Emmanuel Macron, erken seçim kararı alırken RN (Ulusal Birlik) ile bir birlikte bir “kohabitasyon”[1] amaçlayarak 2027 başkanlık seçimi öncesinde onu zayıflatmayı hedefliyordu. Ancak hiçbir sağcı politikacı, köşe yazarı veya anketçinin tahmin edemediği bir biçimde NFP (Yeni Halk Cephesi)’nin birinci gelmesiyle bu plan bozuldu. RN karşıtı baraj[2] sayesinde milletvekili sayısında ikinci güç olarak kalmayı başaran Macron cephesi, RN ile koalisyon yaparak sol karşıtı bir burjuva barajı organize etmek zorunda kaldı. Tüm bu süreç yaklaşık iki ay sürdü ve 5 Eylül Perşembe günü Michel Barnier’in atanmasıyla sonuçlandı. Peki bu uğursuz figür kimdir ve bu atama bize bu döneme dair ne anlatıyor?
Seçimler Artık Bir İşe Yaramıyor: Diktatörlük Tam da İçinde Yaşadığımızdır
“Bir diktatörlük, bir kişi ya da bir grubun yasalara karar verdiği bir rejimdir. Bir diktatörlük, liderlerin asla değişmediği bir rejimdir.” Bu cümle bizzat Macron’a ait. Ve şu anda tam olarak bu noktadayız. Macron, başarılı olmuş bir Trump’tır: Kesin ve açık bir seçim yenilgisine rağmen, bu seçimden çıkan üç mesajı, yani RN karşıtı barajı, solun öne çıkışını ve onunla bir kohabitasyon gerekliliği yönündeki arzuyu reddetmeyi başardı. Solu engellemek ve kendi politikasının ve kontrolünün devamını sağlamak için RN ile ittifak kurarak bir başbakan atadı.
Kendisini ortak başbakan adayı olarak gösteren Halk Cephesi seçimleri kazanmış olmasına rağmen, Lucie Castets, Macron’un kendisini atamayı reddetmesi karşısında şu ifadeleri kullandı: “Öfke. Bu sabah milyonlarca insanın hissettiği şey bu. Emmanuel Macron bize seçimlerin bir anlamı olmadığını söylüyor.” Castets, Macron’un bu mesajına gerçek manada inanmıyor, ama aslında inanmalı.
Her zamanki gibi, boyun eğdirilmiş basında ve burjuva solunda ileri seviyede ve sarsılmaz bir bilişsel uyumsuzluk hâkim.
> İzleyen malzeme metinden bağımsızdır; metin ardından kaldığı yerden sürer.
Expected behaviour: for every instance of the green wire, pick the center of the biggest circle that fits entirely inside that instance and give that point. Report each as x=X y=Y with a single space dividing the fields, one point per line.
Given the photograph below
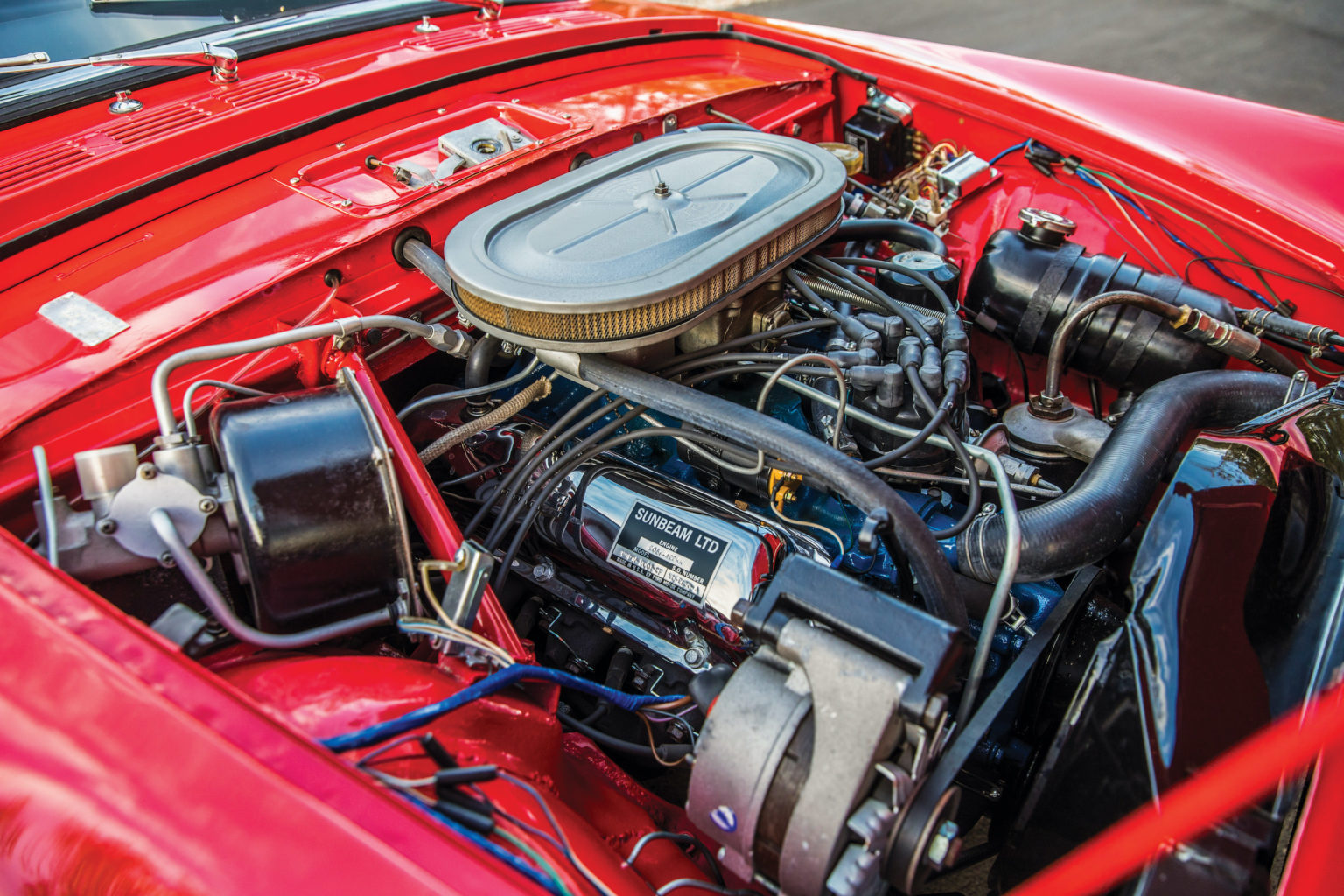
x=536 y=860
x=1194 y=220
Libération gazetesi “toksik başkan” ya da “kibir” gibi ifadelerle yetinirken, Marine Tondelier (Yeşiller Partisi genel sekreteri) “illiberal bir sürüklenme” ifadesini kullandı (bu durumu sadece bir “sürüklenme” olarak görmek için kaç yıl daha gerekecek?). Tüm bu demeçler seçim sonuçlarının reddedilmesinin 2027 için hiç de iyi şeyler vadetmeyen bir emsal oluşturduğu bir dönemde veriliyor.
Bazı kişiler, Macron’un çevresindeki kliğin tüm bu dolapları ve manevraları anayasaya uygun şekilde gerçekleştirdiğini savunuyor. Anayasanın ruhunun büyük ölçüde çarpıtıldığını belirtelim: NFP hükümetine karşı bir güvensizlik oyunun kaçınılmaz olacağını kabul etsek bile, mantığa uygun olan, bu kararın cumhurbaşkanı tarafından değil, meclis tarafından alınmasıdır.
Ancak zaten bu, yasal bir argüman olup, demokratik bir argüman değildir. Diktatörlükler çoğu kişinin sandığı gibi tamamen keyfi ve tamamen kişisel güce dayalı rejimler değildir. Kurallar, prosedürler, yasalar ve mahkeme süreçleri vardır. Çoğu zaman rejimi meşrulaştıracak bir kılıf bulunur. Bizim durumumuz özelinde, eğer Macron diktatör olabiliyorsa, yani muhalefeti baskı altına alabiliyor ve seçimleri kazansa bile onun iktidara gelmesine engel olabiliyorsa, bunun nedeni tam da Avrupa’nın en diktatörce anayasalarından birine sahip olmamız, başkanın genel oy hakkına sahip olmasına izin veren bir anayasaya sahip olmamızdır. Avrupa’nın 23 ülkesinde başbakan, yasama seçimlerinde en fazla oyu alan koalisyonun içinden atanır.
Bu söylediğimize Beşinci Cumhuriyet’in zaten her zaman otoriter olduğunun ve kapitalizmin de doğası gereği otoriter olduğunun bilincinde olanlar karşı çıkabilir. Bu doğru, ancak söz konusu otoriterliğin farklı dereceleri vardır ve aynı zamanda bazı dönüm noktaları, tıpkı bu olayda olduğu gibi, durumu daha net bir biçimde ortaya koyar.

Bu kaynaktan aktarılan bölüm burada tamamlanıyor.